Download or read book The Personality of Henry Cavendish A Great Scientist with Extraordinary Peculiarities written by Russell McCormmach and published by Springer Science & Business Media. This book was released on 2014-03-11 with total page 319 pages. Available in PDF, EPUB and Kindle. Book excerpt: Profiles the eminent 18th century natural philosopher Henry Cavendish, best known for his work in chemistry and physics and one of the most baffling personalities in the history of science. In these chapters we are introduced to the psychology of science and of scientists and we learn about Cavendish’s life and times.
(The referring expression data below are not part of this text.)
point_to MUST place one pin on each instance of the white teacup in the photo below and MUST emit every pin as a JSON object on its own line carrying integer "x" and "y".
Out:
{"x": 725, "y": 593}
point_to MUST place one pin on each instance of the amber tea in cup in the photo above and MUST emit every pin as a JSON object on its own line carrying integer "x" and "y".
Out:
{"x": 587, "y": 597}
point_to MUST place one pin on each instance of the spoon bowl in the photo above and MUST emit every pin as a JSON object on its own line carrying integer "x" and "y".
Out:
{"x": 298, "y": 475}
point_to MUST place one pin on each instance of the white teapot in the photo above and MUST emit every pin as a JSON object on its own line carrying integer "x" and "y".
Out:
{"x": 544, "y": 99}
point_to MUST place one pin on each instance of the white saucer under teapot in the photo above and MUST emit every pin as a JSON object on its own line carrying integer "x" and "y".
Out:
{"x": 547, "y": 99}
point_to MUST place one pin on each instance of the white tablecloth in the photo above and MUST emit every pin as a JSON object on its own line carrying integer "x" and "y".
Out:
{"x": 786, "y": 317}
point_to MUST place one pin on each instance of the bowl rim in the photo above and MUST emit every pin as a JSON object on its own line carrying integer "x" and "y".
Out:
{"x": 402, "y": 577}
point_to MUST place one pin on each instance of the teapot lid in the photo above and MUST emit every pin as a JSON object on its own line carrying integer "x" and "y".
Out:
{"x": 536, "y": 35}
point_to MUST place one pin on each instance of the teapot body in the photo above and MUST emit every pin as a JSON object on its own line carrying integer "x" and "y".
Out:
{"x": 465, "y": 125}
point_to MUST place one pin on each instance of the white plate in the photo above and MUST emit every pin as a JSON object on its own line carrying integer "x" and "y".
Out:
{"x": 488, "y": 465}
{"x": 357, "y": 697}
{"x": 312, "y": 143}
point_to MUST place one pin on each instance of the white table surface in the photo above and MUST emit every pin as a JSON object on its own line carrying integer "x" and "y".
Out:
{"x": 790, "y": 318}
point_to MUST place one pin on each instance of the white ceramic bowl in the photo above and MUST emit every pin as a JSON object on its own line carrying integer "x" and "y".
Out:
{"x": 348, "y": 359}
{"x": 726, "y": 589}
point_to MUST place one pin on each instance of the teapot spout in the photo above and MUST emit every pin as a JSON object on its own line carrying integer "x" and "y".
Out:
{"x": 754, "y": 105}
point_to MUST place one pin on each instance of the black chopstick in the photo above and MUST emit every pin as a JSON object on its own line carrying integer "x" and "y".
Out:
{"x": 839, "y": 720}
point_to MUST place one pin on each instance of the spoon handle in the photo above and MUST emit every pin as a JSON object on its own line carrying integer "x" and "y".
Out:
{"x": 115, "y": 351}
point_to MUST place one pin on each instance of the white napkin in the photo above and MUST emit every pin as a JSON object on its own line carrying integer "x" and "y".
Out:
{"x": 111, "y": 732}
His personality is examined from two perspectives: one is that he had a less severe form of autism, as has been claimed; the other is that he was eccentric and a psychological disorder was absent. Henry Cavendish lived a life of science, possibly more completely than any other figure in the history of science: a wealthy aristocrat, he became a dedicated scientist. This study brings new information and a new perspective to our understanding of the man. The scientific and non-scientific sides of his life are brought closer together, as the author traces topics including his appearance, speech, wealth, religion and death as well as Cavendish’s life of natural philosophy where objectivity and accuracy, writing and recognition all played a part. The author traces aspects of Cavendish’s personality, views and interpretations of him, and explores notions of eccentricity and autism before detailing relevant aspects of the travels made by our subject. The author considers the question “How do we talk about Cavendish?” and provides a useful summary of Cavendish’s travels. This book will appeal to a wide audience, from those interested in 18th century history or history of science, to those interested in incidences of autism in prominent figures from history. This volume contains ample relevant illustrations, several interesting appendices and it includes a useful index and bibliography.